Growing Opportunities for Indigenous Youth to Get Hands-On in Agriculture
Trent student Denise Miller uses leadership skills gained on campus to start new community garden project
A Trent University student has created a garden that feeds her Indigenous community and her soul.
After the pandemic started, Denise Miller and her father wondered about the future availability of food and worked together to create a family garden on their property in Six Nations, Ontario.
They started growing crops such as pumpkins, tomatoes, potatoes, banana peppers, squash, watermelon and cucumbers. Denise, who is pursuing a joint major in Indigenous Studies and Sustainable Agriculture & Food Systems at Trent, successfully applied for mini grants through the Indigenous Sustenance Reclamation Network to pay local youth honorariums to help work the land while also learning about Indigenous food systems and gardening techniques.
Using leadership skills gained through her work with the Trent University Native Association (TUNA) and the Trent’s First Peoples House of Learning (FPHL), Denise says she started the Revitalizing Our Sustenance project to reclaim Haudenosaunee food systems while teaching Indigenous youth the importance of growing their own food.

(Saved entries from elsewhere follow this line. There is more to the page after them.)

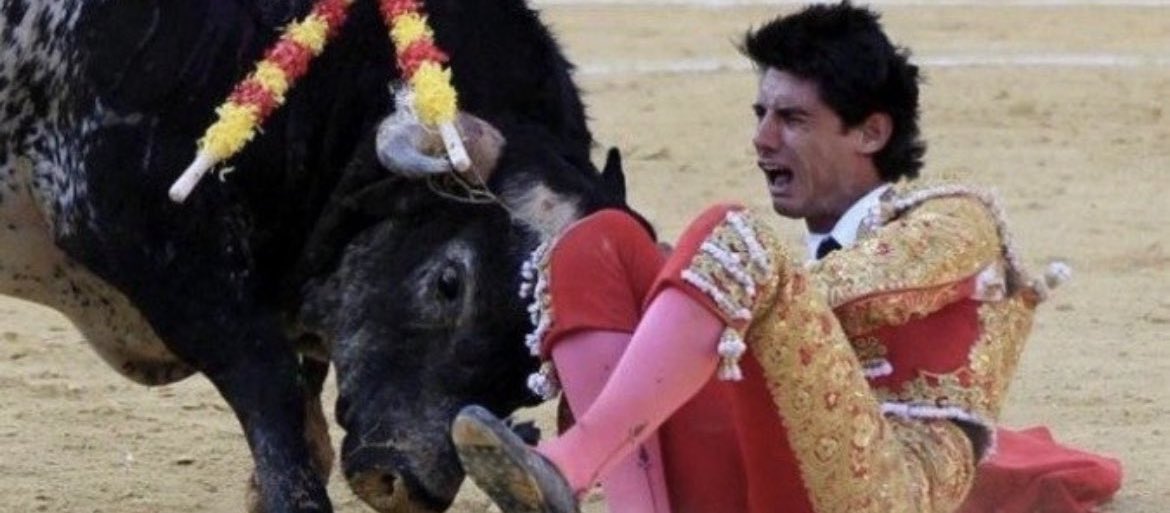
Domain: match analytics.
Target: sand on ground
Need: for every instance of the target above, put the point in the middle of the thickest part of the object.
(1061, 109)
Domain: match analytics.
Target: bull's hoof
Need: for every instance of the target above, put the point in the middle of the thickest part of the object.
(517, 478)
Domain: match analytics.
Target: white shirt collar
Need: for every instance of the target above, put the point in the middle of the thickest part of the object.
(845, 232)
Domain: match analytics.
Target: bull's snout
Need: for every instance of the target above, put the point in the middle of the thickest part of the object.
(380, 477)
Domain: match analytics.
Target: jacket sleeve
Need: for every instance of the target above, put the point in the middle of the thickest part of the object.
(914, 265)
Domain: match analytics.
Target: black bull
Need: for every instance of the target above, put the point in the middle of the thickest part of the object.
(309, 252)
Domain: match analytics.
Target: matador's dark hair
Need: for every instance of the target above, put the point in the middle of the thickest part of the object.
(858, 72)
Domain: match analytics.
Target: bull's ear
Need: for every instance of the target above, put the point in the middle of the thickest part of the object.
(613, 178)
(277, 13)
(390, 197)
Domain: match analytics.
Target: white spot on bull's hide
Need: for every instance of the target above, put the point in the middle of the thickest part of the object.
(542, 209)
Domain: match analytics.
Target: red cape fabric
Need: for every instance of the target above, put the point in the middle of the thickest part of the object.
(1032, 473)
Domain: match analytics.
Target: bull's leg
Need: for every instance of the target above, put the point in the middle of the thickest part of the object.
(316, 430)
(263, 384)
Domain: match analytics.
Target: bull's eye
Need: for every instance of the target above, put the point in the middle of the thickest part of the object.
(449, 284)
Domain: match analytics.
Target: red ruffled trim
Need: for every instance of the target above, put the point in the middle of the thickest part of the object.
(291, 57)
(414, 55)
(393, 8)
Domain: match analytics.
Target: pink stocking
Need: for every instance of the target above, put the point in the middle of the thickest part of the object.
(670, 356)
(585, 361)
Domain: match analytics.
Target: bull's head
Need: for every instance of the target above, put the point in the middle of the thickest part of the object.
(422, 313)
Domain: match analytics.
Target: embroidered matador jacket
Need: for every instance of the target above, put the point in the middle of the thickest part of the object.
(935, 305)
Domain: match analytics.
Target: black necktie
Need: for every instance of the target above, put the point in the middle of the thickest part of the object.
(826, 246)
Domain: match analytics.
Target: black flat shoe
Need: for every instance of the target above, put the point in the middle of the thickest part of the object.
(516, 477)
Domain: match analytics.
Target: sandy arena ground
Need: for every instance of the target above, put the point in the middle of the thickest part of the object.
(1061, 108)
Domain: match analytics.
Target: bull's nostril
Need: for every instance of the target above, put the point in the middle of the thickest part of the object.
(378, 490)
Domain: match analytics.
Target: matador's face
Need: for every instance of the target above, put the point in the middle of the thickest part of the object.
(816, 168)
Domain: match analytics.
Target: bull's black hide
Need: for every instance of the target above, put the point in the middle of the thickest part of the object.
(308, 251)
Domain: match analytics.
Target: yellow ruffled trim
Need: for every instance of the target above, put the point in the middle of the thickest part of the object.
(408, 28)
(310, 33)
(434, 97)
(273, 79)
(233, 129)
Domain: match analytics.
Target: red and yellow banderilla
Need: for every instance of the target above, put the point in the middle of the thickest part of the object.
(262, 91)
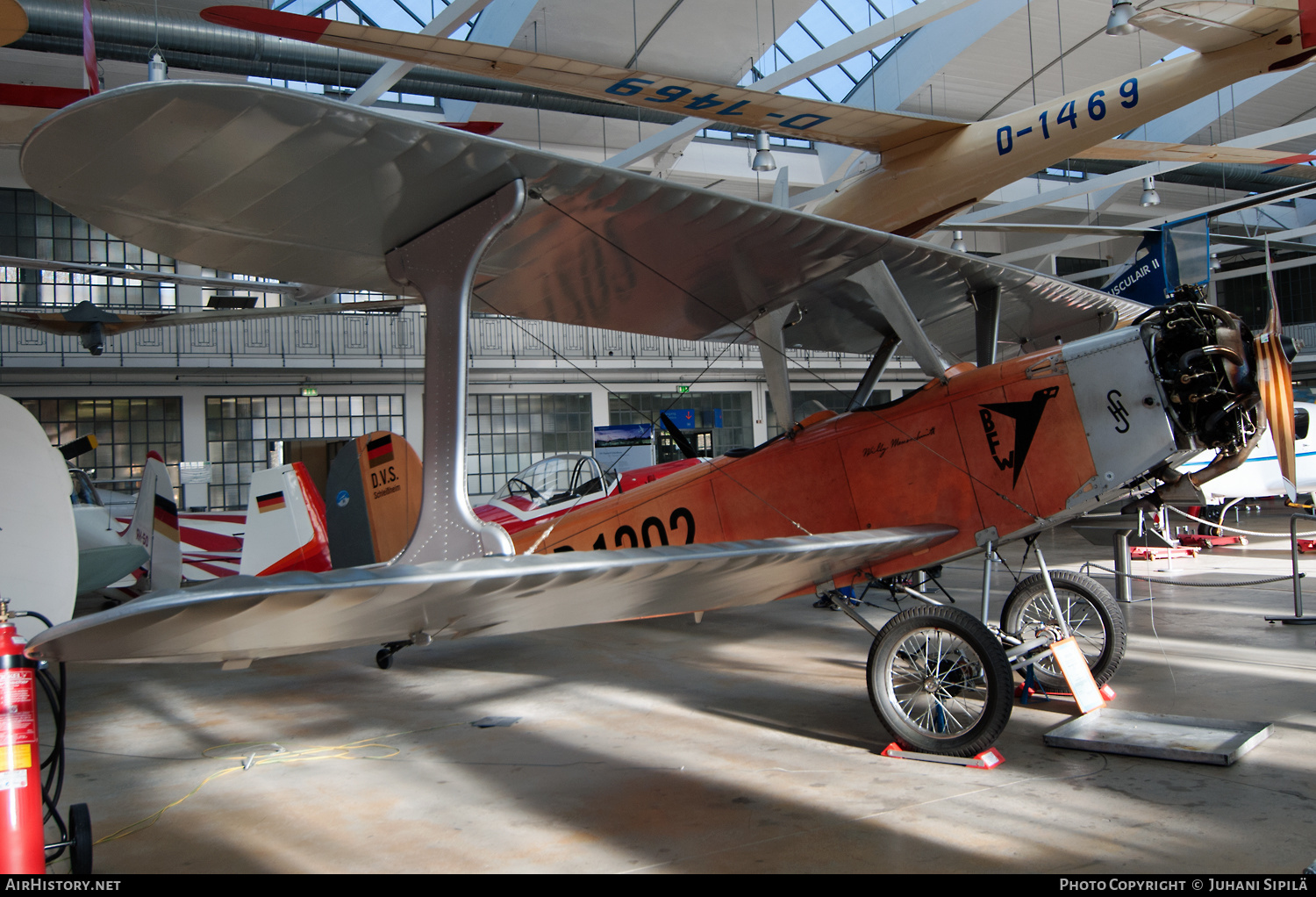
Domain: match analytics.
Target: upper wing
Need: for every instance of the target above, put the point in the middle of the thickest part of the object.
(242, 618)
(789, 116)
(1207, 25)
(297, 187)
(1148, 150)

“This work is true to my heart because looking at the younger generation, they don’t realize how scarce our food supplies are,” she says. “Even if I motivate them to talk with their parents and start their own garden, then that will benefit their family and the entire community.”
Studying abroad in Mexico inspired local project
An interest in growing her own food started for Denise during a Trent study abroad course in Mexico. While learning about the Mayan people and culture, she stayed in Mayan family homes and was inspired by how they grew gardens, instead of shopping at grocery stores, and shared with the community.
When back on campus, she gained critical leadership skills by serving as TUNA co-president and working as an Indigenous mentor with the FPHL – helping first-year Indigenous students by showing them around campus, offering peer support and encouraging them to get involved through volunteering for elder gatherings, participating in campus activities or joining sports teams.
It was last spring, when the pandemic started and Canadians frantically stocked up on food, that she started thinking deeper about food insecurity and how, even in the best of times, people who live in Six Nations had to travel off the reserve to find a grocery store and healthy food options.
After she and her father started the garden on about three acres of the family property, she was thrilled with the progress and eventually was able to pay several youth to help out while others enthusiastically volunteered.
Trent courses educate students on decolonizing food
This year, seven youth are working the land, which now includes strawberry patches as well as a field of white corn donated from Tyendinaga Mohawk Territory. Denise says she only has enough grant money left over to pay one youth this year so she is working on accessing more, possibly from Canadian Roots Exchange.
Eventually, Denise says she hopes to turn this garden project into a career, perhaps operating her own food market.
However the project unfolds she says she will always keep her hands in the dirt and try to continue offering opportunities to youth in her community to work outdoors.
“As Haudenosaunee people, we are ‘on-the-land’ people,” she says. “This work is part of our identity.”